Quell’ordinanza prefettizia che fa sobbalzare i locali della movida messinese

Una situazione che mette alla gogna il mondo della movida messinese, mai come ora così bersagliato dalle istituzioni. E' un clima da caccia alle streghe

A livello nazionale una normativa post-covid prevede che la cosiddetta dichiarazione di SCIA per i locali che intendano passare musica dal pomeriggio alle 21, venga soppressa in favore della licenza ex TULPS – sulla stessa pratica delle discoteche – e che non essendoci una contro-norma di settore in Sicilia – siamo a Statuto Speciale – vada rimesso tutto in discussione.

In poche parole il Prefetto ordina alla polizia amministrativa di procedere ai controlli sui locali messinesi – estendo questa lettura a tutti i comuni messinesi – che abbiano fin qui esercitato la loro possibilità di far musica tramite il rilascio di una dichiarazione permissiva comunale (la SCIA appunto), motivando questi locali a regolarsi di licenza, esattamente come le discoteche.

Per intenderci abbiamo quindi due schieramenti

Da una parte il Prefetto equipara indirettamente discoteche e locali che fanno musica, andando ben oltre la funzione legislativa sin qui non molto chiara e dando una lettura in sfavore dei locali della movida.

Dall’altra abbiamo chi – i locali ma non le discoteche – si vedono improvvisamente il loro diritto di far musica negato.
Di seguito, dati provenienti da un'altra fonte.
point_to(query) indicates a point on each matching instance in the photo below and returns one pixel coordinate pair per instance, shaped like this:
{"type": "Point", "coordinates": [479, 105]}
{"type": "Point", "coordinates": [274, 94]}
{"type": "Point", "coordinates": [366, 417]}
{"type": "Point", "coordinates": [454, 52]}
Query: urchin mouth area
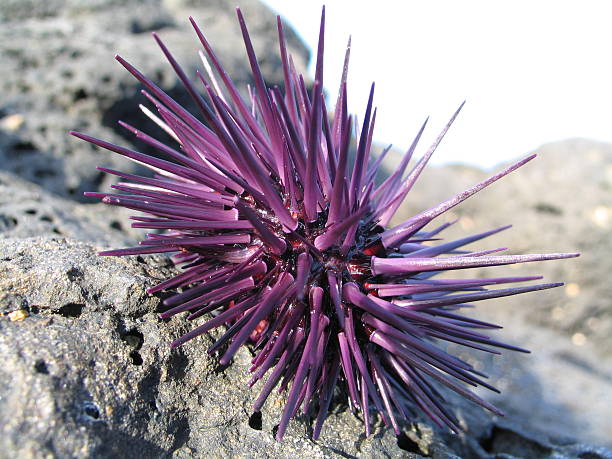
{"type": "Point", "coordinates": [350, 265]}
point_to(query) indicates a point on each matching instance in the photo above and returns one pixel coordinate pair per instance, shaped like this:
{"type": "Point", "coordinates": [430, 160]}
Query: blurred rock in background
{"type": "Point", "coordinates": [87, 369]}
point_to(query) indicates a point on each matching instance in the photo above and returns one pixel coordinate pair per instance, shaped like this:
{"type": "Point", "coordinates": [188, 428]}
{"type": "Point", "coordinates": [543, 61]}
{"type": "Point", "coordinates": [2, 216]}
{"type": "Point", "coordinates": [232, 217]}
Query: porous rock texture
{"type": "Point", "coordinates": [58, 74]}
{"type": "Point", "coordinates": [87, 370]}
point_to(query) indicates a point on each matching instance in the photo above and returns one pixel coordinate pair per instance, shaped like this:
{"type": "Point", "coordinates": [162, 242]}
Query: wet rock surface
{"type": "Point", "coordinates": [87, 368]}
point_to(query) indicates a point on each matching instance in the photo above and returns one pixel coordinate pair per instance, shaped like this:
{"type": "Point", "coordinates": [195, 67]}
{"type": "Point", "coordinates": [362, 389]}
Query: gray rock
{"type": "Point", "coordinates": [89, 373]}
{"type": "Point", "coordinates": [559, 202]}
{"type": "Point", "coordinates": [27, 210]}
{"type": "Point", "coordinates": [58, 74]}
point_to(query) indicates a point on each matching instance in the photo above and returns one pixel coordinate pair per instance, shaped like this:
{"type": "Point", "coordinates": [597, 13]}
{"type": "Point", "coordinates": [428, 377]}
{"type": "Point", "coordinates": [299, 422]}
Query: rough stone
{"type": "Point", "coordinates": [559, 202]}
{"type": "Point", "coordinates": [89, 373]}
{"type": "Point", "coordinates": [58, 74]}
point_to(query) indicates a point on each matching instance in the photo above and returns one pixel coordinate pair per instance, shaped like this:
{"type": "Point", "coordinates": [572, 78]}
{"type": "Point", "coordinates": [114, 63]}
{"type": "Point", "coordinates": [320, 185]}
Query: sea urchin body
{"type": "Point", "coordinates": [280, 230]}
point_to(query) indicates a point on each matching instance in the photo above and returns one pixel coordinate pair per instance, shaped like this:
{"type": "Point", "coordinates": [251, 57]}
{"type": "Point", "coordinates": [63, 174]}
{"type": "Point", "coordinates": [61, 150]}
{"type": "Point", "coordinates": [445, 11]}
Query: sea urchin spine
{"type": "Point", "coordinates": [285, 244]}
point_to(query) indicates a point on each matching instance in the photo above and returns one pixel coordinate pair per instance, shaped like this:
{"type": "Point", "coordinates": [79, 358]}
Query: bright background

Parliamo di diritto perché fino a ieri questo era esercitato per tramite di una apposita certificazione comunale: la SCIA.

Quali sono le conseguenze?

Molti locali dovranno rinunciare a far musica d’estate perché la licenza ex TULPS prevede costi e organizzazioni molto costose: collaudi, uscite di emergenza, personale adeguato come elettricisti, vigili del fuoco, bagni ecc.

Tutto questo finora era stato vidimato tramite SCIA quindi comunque secondo una apposita commissione. Adesso tutto è in discussione generando panico e rabbia tra gli esercenti.

Ricordiamo che la movida genera un indotto non indifferente di posti di lavoro ma nelle due ultime ordinanze – quella comunale e prefettizia – è chiara la volontà di mettere alle strette l’intero settore che mai come oggi è stato messo alla gogna.

Movida non vuol dire criminalità, musica non equivale a disordine pubblico. Il Prefetto non è il Parlamento. Bisognerebbe ricordarlo anche a Messina dove sta avvenendo in queste ore una Caporetto per l’intero settore dell’intrattenimento e dello spettacolo.